Keeping in mind that sin means separation from God, or missing the target in our aims, which happens whenever the isolated ego takes over the reins from our inner guiding light, or what the Bible here calls the Mystery of God, Mees concludes:

 

[The kings, who represent separatism] fulfill the design of God because they are bound by the very Karma which they represent. Their nature is to obey the Ahankara. That cannot but lead ultimately to self-destruction. Freedom from Sin comes when the Commandments of the Tradition are “obeyed.” That happens at the end of the Spiritual Path, when the Mystery of God finds its fulfillment.

     Chapter 18: “And the woman which thou sawest is that great city, which reigneth over the kings of the earth.” The great city referred to is Babel, symbol of “the world,” with its aspects of “confusion” or “chaos,” “wilderness,” moral “formlessness” and “darkness.” It represents society on the physical plane, victim of heredity of Maya. (Vol. III, 276)

 

         Speaking of the heredity of Maya, it appears that civilization is once again on the verge of another tower collapse, a real whopper this time, too, almost like tall twin towers toppling.
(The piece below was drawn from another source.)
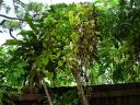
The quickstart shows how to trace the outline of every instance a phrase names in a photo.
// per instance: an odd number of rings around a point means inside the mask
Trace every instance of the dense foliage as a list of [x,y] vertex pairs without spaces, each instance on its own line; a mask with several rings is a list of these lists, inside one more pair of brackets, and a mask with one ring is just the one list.
[[0,48],[1,89],[139,82],[139,0],[14,5],[18,19],[1,22],[13,38]]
Our scientific hubris has caused us to play God with technology, always assuming that it would lead us to a golden age. We have consistently ignored the shadow side of our achievements, and failed to address our psychological failings, which turn technology to nefarious ends. And now, once again the edifice of our efforts is being destroyed by corruption, and people are flying off in all directions, their umbilical connections severed. While this may produce a spiritual quantum leap in the long run, it looks like tough going in the sprint.

         Scientific hubris is one of our twin towers; the other is humanism as it has been practiced. Civilization has vaunted goals of achieving equality, liberty and fraternity, but we too often press toward them with unequal access, punitive constraints, and hatred. We engage in perpetual war for perpetual peace. Because we are never honest about the situations we’re facing, as if to admit a problem is to endorse it, our progress only lasts for awhile, and then there are serious setbacks as the veneer peels off. Whenever our insecurity increases, it’s back to everyone for themselves, and place the blame somewhere else. The ego always defends itself first by blaming others.

         Despite the raving assertions of True Believers, the Bible doesn’t foretell the future exactly, it’s just that the truths of human nature continue to produce repetitions. History repeats. Humans love to ignore the downside until it creeps up and bites us from behind. It’s not that we are “playing God” exactly, as Biblical interpreters like to put it, but we are building our well-intentioned towers with a structural weakness: positive expectations are highlighted while negative potentialities are downplayed. The result is everyone involved being scattered to the winds, as if a bomb has gone off.

         The cure is to “love God,” in the words of the Bible. Actually “love God” only occurs in it four times, all in the New Testament, but a lot is made of the concept. Vedantins similarly suggest we love the Absolute and treat it as the hub of our actions, and then nothing will be left out. This means we should stop pretending we are without faults, which is a posture the ego desperately insists on, and dare to be completely honest. That should ensure that the modest towers we build in our lives are strong and stable. The wisdom engendered by sublimated love is the uniting mortar that really can overcome the ego’s resistance to openness. After all, everyone agrees that love is the true universal language. Don’t they?